Notes to Evolutionary Game Theory

1. In a mixed strategy, a player assigns a probability to each pure strategy, and chooses which strategy to play using a randomization device. For the Hawk-Dove game, one mixed strategy would assign equal probabilities to playing Hawk or Dove, and decide which to play in a given case by flipping a fair coin.

2. In Nowak and May's model, each individual on the lattice plays the prisoner's dilemma with their eight nearest neighbors. At the end of each game round, an individual compares her score with that of her neighbors. If one of her neighbors earned a higher score, that player will adopt the strategy used by her most successful neighbor (presumably using some kind of randomization process to break ties). If no neighbor earned a higher score, that player will continue using the same strategy for the next round of play. All individuals switch strategies at the same time, and all have the same payoff structure.

3. Of course, Nowak and May were speaking somewhat loosely when they referred to this behavior as "chaotic." Since there are only finitely many states of the population, it must be the case that this dynamical system will eventually settle into a cycle (although it may not repeat itself for a very long time). However, the point is clear enough: in this particular case we are incapable of predicting the state of the model after N generations (for a large N) without running the model for that length of time. In both of the previous cases, it is easy to predict the future state of the population given its current state.

4. Both agents would clearly do better if both agents elected to cooperate, but the point where both individuals choose cooperate is not a Nash equilibrium: if both agents initially cooperate, the first individual can increase her payoff by choosing to defect (and vice versa).

5. This is a problem only when we consider games other than two-person zero sum games, since all Nash equilibria in these sort of games have equivalent payoffs and are interchangable.

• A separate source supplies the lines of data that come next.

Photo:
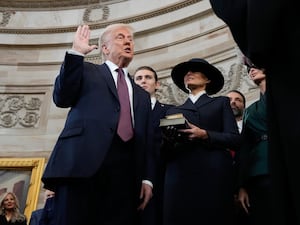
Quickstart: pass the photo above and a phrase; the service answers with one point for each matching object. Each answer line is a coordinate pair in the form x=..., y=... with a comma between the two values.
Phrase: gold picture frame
x=23, y=177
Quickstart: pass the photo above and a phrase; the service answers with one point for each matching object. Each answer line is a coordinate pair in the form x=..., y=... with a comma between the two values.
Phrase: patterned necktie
x=125, y=129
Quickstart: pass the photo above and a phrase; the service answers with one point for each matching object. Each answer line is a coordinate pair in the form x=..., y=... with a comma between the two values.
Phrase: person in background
x=199, y=172
x=254, y=175
x=238, y=104
x=10, y=210
x=101, y=168
x=255, y=26
x=37, y=214
x=147, y=78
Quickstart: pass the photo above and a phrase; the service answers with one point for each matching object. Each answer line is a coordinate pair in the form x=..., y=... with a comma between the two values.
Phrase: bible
x=176, y=120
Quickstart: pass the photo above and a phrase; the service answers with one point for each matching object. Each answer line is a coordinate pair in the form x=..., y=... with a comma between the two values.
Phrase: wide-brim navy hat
x=198, y=65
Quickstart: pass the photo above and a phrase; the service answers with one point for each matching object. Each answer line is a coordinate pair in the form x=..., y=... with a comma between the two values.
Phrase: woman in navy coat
x=199, y=173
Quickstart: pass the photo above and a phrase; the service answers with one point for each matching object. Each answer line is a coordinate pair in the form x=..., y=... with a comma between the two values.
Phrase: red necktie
x=125, y=129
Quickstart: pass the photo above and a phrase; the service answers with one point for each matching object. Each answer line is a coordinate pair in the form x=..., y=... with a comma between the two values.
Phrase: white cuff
x=148, y=182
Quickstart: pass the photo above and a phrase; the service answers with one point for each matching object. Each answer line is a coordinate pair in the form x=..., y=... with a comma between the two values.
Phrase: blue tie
x=125, y=129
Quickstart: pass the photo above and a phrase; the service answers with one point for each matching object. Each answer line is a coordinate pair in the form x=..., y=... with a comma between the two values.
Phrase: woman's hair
x=16, y=214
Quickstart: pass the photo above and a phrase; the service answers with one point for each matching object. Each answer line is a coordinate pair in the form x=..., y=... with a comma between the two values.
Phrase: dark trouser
x=107, y=198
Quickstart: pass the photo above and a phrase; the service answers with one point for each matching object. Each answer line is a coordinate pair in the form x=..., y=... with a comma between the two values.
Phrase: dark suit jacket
x=35, y=217
x=265, y=31
x=91, y=124
x=153, y=212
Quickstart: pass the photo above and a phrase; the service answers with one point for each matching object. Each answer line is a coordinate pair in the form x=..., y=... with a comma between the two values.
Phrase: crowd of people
x=113, y=163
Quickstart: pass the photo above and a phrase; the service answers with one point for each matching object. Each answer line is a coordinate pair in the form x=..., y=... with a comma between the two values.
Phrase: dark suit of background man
x=97, y=177
x=266, y=32
x=147, y=78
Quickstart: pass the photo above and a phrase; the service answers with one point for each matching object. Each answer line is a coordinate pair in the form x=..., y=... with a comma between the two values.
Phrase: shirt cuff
x=73, y=52
x=148, y=182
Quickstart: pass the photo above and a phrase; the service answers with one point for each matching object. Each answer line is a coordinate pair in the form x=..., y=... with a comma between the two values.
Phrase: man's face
x=146, y=79
x=237, y=103
x=119, y=47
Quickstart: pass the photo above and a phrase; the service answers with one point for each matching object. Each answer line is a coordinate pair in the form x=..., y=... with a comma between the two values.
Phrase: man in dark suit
x=265, y=33
x=147, y=78
x=101, y=173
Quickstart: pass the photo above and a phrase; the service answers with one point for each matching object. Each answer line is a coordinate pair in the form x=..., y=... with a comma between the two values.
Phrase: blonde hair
x=16, y=215
x=107, y=32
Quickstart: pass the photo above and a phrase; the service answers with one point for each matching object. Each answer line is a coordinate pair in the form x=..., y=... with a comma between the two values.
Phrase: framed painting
x=23, y=177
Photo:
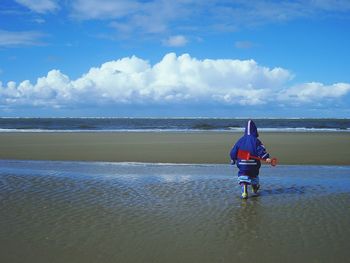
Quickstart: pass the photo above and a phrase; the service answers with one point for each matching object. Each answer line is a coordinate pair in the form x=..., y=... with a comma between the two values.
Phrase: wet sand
x=119, y=212
x=173, y=147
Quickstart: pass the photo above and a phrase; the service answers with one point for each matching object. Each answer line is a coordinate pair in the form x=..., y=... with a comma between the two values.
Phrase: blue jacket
x=249, y=142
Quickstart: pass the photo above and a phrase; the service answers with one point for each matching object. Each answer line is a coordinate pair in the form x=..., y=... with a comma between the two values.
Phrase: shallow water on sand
x=132, y=212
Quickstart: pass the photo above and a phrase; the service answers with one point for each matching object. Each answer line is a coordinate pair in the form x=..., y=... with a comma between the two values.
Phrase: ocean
x=167, y=124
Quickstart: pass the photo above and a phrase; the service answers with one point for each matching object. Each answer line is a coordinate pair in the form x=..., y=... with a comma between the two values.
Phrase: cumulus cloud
x=39, y=6
x=175, y=41
x=174, y=79
x=17, y=38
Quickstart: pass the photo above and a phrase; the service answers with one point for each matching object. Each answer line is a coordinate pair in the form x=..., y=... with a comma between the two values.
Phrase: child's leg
x=255, y=184
x=244, y=181
x=244, y=190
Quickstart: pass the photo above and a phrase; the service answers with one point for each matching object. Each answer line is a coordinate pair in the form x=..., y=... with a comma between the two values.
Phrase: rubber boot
x=244, y=191
x=255, y=188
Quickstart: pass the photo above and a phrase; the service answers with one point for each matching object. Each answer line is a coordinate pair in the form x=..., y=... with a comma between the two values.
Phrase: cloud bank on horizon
x=173, y=80
x=235, y=55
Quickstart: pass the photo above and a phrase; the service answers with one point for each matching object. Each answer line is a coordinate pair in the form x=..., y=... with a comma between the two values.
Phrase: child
x=249, y=169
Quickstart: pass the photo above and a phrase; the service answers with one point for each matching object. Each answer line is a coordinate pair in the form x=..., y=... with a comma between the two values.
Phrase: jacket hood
x=250, y=129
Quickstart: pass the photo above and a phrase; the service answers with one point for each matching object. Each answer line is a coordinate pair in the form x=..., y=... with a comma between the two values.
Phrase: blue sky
x=175, y=58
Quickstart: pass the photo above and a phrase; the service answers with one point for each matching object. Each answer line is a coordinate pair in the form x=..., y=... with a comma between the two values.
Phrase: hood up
x=251, y=129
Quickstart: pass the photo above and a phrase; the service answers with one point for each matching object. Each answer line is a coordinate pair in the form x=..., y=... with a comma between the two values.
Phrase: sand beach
x=118, y=212
x=325, y=148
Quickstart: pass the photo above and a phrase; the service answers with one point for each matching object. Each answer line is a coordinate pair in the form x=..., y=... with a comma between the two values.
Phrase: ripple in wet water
x=104, y=212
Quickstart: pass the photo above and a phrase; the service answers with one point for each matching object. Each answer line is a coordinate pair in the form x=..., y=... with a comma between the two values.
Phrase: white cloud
x=174, y=79
x=175, y=41
x=12, y=38
x=40, y=6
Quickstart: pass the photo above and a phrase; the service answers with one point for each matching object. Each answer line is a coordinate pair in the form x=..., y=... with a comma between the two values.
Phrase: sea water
x=169, y=124
x=139, y=212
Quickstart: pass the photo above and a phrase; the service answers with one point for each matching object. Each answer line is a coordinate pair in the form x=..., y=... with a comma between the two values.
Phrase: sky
x=143, y=58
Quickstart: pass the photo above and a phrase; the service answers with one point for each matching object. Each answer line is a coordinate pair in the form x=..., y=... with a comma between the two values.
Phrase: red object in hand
x=245, y=155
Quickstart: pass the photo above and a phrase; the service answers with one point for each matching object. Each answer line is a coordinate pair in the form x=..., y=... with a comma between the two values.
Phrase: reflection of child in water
x=249, y=169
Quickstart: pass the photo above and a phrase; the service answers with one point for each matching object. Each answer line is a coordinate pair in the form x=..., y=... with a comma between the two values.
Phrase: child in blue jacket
x=249, y=169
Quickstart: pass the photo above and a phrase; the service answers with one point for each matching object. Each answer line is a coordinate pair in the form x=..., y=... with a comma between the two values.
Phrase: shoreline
x=314, y=148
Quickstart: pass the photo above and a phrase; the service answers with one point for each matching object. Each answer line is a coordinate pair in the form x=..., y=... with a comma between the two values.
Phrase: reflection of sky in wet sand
x=131, y=212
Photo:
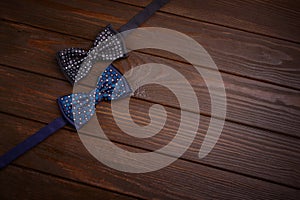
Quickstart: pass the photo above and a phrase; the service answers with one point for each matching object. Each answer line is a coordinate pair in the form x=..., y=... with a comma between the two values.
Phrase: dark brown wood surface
x=256, y=47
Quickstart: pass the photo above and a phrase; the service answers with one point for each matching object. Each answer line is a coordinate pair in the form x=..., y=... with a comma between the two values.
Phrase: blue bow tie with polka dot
x=108, y=46
x=78, y=108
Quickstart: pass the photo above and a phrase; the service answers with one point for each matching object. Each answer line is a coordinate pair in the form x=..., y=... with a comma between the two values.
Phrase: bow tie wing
x=78, y=108
x=108, y=46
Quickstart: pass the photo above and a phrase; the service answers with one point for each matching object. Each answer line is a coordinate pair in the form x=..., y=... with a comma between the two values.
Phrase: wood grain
x=249, y=102
x=18, y=183
x=257, y=150
x=236, y=52
x=256, y=47
x=272, y=18
x=64, y=155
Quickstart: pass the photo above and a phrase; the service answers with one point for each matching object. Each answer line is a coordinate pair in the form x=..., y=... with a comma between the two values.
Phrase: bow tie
x=108, y=46
x=78, y=108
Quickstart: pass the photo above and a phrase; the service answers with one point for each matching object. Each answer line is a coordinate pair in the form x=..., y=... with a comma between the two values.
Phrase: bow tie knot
x=78, y=108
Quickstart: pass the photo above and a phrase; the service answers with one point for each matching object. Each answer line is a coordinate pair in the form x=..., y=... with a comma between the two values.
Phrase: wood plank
x=249, y=102
x=18, y=183
x=278, y=19
x=234, y=51
x=241, y=149
x=64, y=155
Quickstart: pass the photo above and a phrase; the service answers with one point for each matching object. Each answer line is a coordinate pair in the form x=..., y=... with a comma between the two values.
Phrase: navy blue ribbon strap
x=76, y=109
x=32, y=141
x=111, y=85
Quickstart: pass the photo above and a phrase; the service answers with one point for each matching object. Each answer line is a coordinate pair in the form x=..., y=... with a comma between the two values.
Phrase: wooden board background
x=256, y=45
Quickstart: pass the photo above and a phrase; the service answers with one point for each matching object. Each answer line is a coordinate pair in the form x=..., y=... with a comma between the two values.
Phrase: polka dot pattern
x=108, y=46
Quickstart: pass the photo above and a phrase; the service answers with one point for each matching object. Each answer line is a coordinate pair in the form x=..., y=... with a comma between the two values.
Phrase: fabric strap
x=31, y=141
x=143, y=15
x=60, y=122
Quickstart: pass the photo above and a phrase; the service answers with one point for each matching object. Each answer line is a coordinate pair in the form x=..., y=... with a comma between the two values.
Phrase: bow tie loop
x=78, y=108
x=108, y=46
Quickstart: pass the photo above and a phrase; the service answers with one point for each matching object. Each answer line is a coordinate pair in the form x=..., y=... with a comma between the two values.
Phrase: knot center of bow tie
x=78, y=108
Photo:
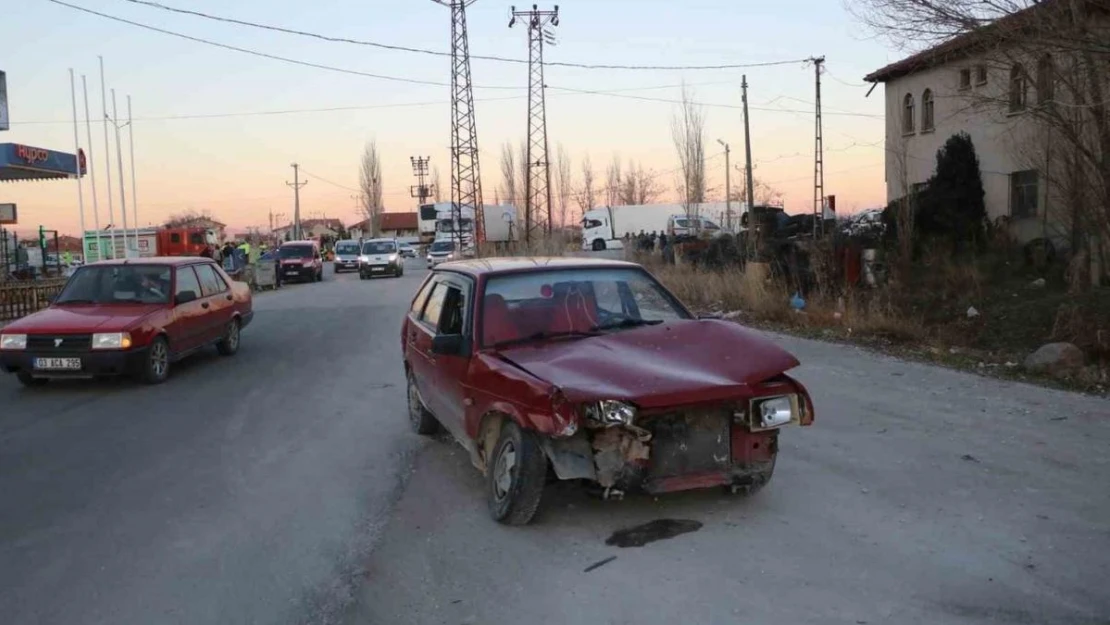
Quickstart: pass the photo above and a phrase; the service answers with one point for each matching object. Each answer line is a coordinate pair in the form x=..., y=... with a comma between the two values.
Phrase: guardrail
x=21, y=299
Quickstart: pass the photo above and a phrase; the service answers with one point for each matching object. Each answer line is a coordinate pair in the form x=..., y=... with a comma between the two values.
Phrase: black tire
x=422, y=420
x=155, y=366
x=30, y=381
x=515, y=482
x=229, y=344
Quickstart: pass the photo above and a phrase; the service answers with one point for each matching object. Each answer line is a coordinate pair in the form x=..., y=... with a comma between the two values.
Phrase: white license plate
x=58, y=364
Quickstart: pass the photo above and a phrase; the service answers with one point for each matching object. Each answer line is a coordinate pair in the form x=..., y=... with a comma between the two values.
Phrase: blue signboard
x=27, y=162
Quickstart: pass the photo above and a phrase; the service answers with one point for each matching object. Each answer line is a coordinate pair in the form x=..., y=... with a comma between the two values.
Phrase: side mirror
x=450, y=344
x=184, y=298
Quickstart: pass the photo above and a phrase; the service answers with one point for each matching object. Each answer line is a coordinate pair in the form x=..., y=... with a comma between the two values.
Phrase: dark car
x=300, y=260
x=115, y=318
x=595, y=370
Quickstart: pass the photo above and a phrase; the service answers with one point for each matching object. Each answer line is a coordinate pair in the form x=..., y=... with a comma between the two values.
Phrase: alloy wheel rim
x=503, y=472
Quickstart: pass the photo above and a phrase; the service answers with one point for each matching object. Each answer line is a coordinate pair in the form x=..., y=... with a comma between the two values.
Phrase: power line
x=265, y=54
x=442, y=53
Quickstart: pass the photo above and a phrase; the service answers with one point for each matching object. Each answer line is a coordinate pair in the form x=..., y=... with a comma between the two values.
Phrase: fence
x=21, y=299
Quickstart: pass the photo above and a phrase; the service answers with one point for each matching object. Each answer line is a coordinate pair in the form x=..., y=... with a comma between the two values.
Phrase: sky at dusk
x=215, y=130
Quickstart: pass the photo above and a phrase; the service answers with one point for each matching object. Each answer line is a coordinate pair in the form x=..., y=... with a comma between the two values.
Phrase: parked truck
x=149, y=242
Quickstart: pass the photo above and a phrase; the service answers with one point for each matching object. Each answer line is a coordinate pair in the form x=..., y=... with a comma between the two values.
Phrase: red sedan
x=123, y=316
x=595, y=370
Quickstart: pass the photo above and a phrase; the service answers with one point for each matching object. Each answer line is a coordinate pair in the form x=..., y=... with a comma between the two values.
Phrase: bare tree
x=370, y=185
x=563, y=185
x=1055, y=54
x=687, y=131
x=436, y=188
x=638, y=185
x=586, y=195
x=613, y=181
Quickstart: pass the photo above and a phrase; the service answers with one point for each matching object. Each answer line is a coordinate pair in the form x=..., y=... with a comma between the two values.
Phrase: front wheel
x=157, y=364
x=516, y=475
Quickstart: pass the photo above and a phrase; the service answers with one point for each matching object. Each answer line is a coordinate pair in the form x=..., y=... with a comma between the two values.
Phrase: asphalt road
x=282, y=486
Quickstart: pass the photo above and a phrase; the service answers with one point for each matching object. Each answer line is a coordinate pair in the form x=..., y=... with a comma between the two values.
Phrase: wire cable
x=442, y=53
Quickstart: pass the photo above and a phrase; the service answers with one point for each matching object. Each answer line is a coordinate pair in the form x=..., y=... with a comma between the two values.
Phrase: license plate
x=58, y=364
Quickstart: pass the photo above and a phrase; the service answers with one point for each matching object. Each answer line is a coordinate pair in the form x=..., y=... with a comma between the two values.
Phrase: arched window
x=927, y=110
x=1019, y=88
x=1046, y=80
x=908, y=114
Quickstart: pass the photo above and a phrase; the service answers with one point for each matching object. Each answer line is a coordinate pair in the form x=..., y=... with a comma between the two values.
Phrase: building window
x=980, y=74
x=908, y=114
x=1019, y=88
x=1046, y=80
x=927, y=111
x=1023, y=193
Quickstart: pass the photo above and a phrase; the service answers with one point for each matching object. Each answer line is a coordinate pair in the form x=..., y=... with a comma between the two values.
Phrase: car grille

6. One "beauty pageant" game is as follows: a group of subjects is told to choose any number in the interval [0,100]. The person whose choice is closest to half of the mean of the group wins the game. Assuming that the rules of the game and the rationality of the players are common knowledge, the predicted outcome of the game is that all members of the group choose 0. Since 50 is the largest possible winning choice (if each subject chose 100, half of the group mean would be 50), no rational individual would choose a number more than 50. However, since no rational individual would choose a number greater than 50, and all subjects know this, no subject will choose a number greater than 25. In the limit, all players will converge upon 0. Tests with real human subjects (other than game theorists or people who have been exposed to this game before) demonstrate that the modal offer is significantly greater than zero. If the game is repeated, though, subjects do approach the game theoretic prediction.

7. In the Hawk-Dove game discussed in section 2, the quantities in the payoff matrix represent the change in Darwinian fitness of the two individuals.

8. A more appropriate name would be "Hume's fallacy." Moore's "naturalistic fallacy" discussed in Principia Ethica differs significantly from the mistaken inference of an ought-statement from an is-statement. Using the same label for such different fallacies invites confusion.